A bladder neck suspension is surgery to move your bladder and urethra back into their correct positions. This surgery is used to treat stress incontinence. You may leak urine when you strain, such as when you cough, sneeze, laugh, or lift a heavy object.
WHILE YOU ARE HERE:
Before your surgery:
- Informed consent is a legal document that explains the tests, treatments, or procedures that you may need. Informed consent means you understand what will be done and can make decisions about what you want. You give your permission when you sign the consent form. You can have someone sign this form for you if you are not able to sign it. You have the right to understand your medical care in words you know. Before you sign the consent form, understand the risks and benefits of what will be done. Make sure all your questions are answered.
- An IV is a small tube placed in your vein that is used to give you medicine or liquids.
- Anesthesia is medicine to make you comfortable during surgery.
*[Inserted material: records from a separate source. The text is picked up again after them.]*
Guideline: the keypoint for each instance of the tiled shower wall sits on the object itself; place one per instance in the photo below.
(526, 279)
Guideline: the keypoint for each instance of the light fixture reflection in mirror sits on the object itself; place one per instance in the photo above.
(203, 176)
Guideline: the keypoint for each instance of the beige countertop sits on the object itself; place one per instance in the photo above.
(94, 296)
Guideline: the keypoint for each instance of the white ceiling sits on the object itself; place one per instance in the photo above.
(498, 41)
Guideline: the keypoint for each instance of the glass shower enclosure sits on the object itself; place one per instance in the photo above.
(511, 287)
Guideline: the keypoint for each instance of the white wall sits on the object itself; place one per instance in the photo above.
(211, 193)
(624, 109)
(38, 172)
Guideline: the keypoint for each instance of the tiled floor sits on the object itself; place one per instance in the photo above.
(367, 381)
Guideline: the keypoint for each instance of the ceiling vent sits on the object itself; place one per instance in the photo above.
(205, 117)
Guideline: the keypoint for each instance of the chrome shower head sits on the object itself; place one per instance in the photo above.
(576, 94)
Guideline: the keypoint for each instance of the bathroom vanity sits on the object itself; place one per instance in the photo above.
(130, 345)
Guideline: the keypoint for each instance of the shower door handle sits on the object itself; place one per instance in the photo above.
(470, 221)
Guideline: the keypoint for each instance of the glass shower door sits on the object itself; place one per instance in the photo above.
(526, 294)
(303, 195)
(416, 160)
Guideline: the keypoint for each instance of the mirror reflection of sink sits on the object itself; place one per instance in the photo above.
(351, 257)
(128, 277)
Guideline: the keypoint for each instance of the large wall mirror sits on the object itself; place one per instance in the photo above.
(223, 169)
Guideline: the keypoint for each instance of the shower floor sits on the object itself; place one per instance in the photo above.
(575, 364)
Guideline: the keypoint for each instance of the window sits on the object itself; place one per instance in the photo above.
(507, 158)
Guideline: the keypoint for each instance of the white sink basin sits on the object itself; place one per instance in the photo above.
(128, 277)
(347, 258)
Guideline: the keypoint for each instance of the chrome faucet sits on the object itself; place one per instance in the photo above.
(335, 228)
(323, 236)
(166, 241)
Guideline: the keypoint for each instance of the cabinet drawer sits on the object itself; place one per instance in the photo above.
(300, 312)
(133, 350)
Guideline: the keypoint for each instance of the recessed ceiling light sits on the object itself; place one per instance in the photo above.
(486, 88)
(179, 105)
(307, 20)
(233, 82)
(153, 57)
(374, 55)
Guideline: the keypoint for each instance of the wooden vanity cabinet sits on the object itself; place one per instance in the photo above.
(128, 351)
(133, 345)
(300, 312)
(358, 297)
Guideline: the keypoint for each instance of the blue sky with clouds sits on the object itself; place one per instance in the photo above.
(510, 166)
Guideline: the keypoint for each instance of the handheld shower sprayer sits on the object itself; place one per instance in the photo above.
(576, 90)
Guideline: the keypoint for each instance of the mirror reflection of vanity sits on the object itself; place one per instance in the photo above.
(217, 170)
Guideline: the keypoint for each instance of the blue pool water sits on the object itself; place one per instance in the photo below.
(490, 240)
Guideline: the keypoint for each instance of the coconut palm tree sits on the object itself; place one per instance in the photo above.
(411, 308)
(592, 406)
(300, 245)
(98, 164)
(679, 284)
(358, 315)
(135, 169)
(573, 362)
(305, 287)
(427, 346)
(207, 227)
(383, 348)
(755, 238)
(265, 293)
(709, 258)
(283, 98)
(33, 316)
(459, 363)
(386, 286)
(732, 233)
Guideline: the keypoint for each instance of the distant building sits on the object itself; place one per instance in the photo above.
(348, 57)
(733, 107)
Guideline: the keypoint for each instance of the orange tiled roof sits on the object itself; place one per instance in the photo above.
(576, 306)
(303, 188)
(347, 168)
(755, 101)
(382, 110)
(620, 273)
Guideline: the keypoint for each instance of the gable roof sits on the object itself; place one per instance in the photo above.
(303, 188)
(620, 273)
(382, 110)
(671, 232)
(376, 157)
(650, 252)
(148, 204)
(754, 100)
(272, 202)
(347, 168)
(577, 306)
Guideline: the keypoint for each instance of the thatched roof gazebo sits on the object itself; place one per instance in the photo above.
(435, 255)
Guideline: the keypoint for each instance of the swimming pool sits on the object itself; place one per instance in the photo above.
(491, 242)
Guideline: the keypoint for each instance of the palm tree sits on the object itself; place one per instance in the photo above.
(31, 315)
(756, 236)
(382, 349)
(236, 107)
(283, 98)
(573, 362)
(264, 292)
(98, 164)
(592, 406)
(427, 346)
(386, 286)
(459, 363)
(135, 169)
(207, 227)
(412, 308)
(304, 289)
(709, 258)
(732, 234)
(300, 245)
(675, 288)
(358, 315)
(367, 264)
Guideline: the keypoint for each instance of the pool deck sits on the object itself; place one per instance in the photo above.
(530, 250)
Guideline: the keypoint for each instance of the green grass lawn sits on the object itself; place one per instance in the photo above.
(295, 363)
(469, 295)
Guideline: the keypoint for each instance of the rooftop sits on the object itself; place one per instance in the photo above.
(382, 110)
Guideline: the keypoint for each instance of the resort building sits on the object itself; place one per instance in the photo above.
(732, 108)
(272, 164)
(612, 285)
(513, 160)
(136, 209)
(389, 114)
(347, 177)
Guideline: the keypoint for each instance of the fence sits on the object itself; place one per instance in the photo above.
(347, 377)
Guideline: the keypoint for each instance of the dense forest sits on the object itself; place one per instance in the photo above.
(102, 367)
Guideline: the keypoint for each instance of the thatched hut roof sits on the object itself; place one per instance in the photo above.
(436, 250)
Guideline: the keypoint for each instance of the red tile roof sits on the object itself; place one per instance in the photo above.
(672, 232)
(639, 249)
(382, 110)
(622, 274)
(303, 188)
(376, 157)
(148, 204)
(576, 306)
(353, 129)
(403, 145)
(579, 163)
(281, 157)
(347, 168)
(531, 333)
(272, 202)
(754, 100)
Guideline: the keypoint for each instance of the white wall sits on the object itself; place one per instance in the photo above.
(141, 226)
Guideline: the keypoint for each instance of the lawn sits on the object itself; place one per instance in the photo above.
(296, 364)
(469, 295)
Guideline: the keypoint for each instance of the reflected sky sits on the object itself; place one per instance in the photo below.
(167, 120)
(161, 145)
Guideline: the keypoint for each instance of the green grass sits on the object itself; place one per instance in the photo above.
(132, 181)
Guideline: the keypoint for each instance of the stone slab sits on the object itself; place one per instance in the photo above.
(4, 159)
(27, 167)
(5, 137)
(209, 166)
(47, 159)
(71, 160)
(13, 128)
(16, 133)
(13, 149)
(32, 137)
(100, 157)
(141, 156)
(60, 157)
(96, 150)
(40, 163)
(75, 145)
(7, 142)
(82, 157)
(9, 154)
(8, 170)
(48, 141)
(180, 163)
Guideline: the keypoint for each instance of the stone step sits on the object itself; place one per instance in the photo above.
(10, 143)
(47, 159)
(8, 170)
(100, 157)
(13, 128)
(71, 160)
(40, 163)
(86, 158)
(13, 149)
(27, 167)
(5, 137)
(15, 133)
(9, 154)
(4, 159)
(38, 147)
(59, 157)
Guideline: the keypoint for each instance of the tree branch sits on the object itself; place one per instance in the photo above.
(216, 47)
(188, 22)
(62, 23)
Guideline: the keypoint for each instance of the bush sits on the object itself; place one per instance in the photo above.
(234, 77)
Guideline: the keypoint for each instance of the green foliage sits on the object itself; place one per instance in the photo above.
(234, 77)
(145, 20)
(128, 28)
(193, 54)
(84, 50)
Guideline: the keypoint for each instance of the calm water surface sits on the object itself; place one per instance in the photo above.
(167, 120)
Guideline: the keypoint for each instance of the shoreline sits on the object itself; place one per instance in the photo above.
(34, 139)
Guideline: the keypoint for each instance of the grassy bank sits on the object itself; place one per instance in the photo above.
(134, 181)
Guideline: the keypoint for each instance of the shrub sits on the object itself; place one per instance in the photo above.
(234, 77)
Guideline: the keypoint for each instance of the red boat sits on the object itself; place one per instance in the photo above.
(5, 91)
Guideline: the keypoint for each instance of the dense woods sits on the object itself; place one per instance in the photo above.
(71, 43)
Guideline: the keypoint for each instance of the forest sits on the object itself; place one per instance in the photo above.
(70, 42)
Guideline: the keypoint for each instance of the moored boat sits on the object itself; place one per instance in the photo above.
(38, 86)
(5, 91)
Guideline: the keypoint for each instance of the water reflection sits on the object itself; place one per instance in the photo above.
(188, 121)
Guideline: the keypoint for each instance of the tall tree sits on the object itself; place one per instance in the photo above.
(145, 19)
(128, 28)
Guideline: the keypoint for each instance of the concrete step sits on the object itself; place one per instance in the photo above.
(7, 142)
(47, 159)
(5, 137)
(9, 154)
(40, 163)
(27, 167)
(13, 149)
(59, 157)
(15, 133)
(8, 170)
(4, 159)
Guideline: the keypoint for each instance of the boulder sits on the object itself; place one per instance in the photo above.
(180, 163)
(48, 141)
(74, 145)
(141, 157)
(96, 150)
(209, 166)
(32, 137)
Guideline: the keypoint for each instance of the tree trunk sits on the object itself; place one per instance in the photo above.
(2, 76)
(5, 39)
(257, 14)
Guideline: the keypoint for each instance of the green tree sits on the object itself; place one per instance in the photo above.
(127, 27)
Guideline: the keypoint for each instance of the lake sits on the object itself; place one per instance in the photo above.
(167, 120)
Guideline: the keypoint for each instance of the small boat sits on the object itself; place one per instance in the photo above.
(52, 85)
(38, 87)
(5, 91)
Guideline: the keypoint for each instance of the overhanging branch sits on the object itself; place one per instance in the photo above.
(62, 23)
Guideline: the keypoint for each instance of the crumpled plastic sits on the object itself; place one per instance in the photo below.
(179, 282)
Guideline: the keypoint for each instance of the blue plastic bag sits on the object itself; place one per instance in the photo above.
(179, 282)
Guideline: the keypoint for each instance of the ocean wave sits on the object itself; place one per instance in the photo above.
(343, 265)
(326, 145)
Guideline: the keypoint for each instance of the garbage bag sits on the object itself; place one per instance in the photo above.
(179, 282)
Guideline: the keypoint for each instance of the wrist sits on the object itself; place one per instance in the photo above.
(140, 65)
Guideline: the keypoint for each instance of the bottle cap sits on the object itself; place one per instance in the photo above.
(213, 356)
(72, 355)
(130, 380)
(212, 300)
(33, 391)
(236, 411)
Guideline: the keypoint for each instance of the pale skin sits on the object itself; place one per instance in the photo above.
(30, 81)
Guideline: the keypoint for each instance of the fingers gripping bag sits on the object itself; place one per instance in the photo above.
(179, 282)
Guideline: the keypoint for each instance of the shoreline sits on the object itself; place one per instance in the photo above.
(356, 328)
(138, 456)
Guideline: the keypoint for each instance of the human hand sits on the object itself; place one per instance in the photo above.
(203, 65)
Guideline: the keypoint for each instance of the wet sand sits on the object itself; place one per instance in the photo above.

Your anesthesiologist will talk to you about the best kind of anesthesia for you. You may be given general anesthesia to keep you asleep and free from pain during surgery. Spinal or epidural anesthesia may instead be given to numb the area. You may still feel pressure or pushing during surgery if you have spinal or epidural anesthesia.
During your surgery:
- Your surgeon will make an incision in your vagina. Another incision may be made in your lower abdomen. He or she will put stitches around your bladder to hold it up against your abdominal wall. This helps prevent urine from leaking when you strain.
- The incision will be closed with stitches. Gauze bandages with medical cream may be put in your vagina. This will help you heal and will lower the risk for infection.
After your surgery:
You will be taken to a room to rest until you are fully awake. You will be monitored closely for any problems. Do not get out of bed until your healthcare provider says it is okay. You will then be able to go home or be taken to your hospital room.
- A Foley catheter is a tube put into your bladder to drain urine into a bag. Keep the bag below your waist. This will prevent urine from flowing back into your bladder and causing an infection or other problems. Also, keep the tube free of kinks so the urine will drain properly. Do not pull on the catheter. This can cause pain and bleeding, and may cause the catheter to come out.
- Take deep breaths and cough 10 times each hour. This will decrease your risk for a lung infection. Take a deep breath and hold it for as long as you can. Let the air out and then cough strongly. Deep breaths help open your airway. You may be given an incentive spirometer to help you take deep breaths. Put the plastic piece in your mouth and take a slow, deep breath. Then let the air out and cough. Repeat these steps 10 times every hour.
- You will be able to eat and drink gradually after surgery. You will begin with ice chips or clear liquids such as water, broth, juice, and clear soft drinks. If your stomach does not become upset, you may then eat soft foods, such as ice cream and applesauce. Once you can eat soft foods easily, you may slowly begin to eat solid foods.
- Ice will be applied between your legs to decrease pain and swelling. Ice may be applied for 15 to 20 minutes every hour as needed.
- Pain medicine may be given. Do not wait until the pain is severe before you ask for more medicine.
- Antibiotics help prevent a bacterial infection.
- Antinausea medicine helps calm your stomach and prevents vomiting.
- Bowel movement softeners make it easier for you to have a bowel movement. You may need this medicine to prevent constipation.
You may bleed more than expected or get an infection. Surgery may block your bladder and cause irritation and difficulty urinating. A fistula (abnormal connection) may develop between your vagina and your rectum. You may get a blood clot in an arm or leg. This may become life-threatening.
CARE AGREEMENT:You have the right to help plan your care. Learn about your health condition and how it may be treated. Discuss treatment options with your healthcare providers to decide what care you want to receive. You always have the right to refuse treatment.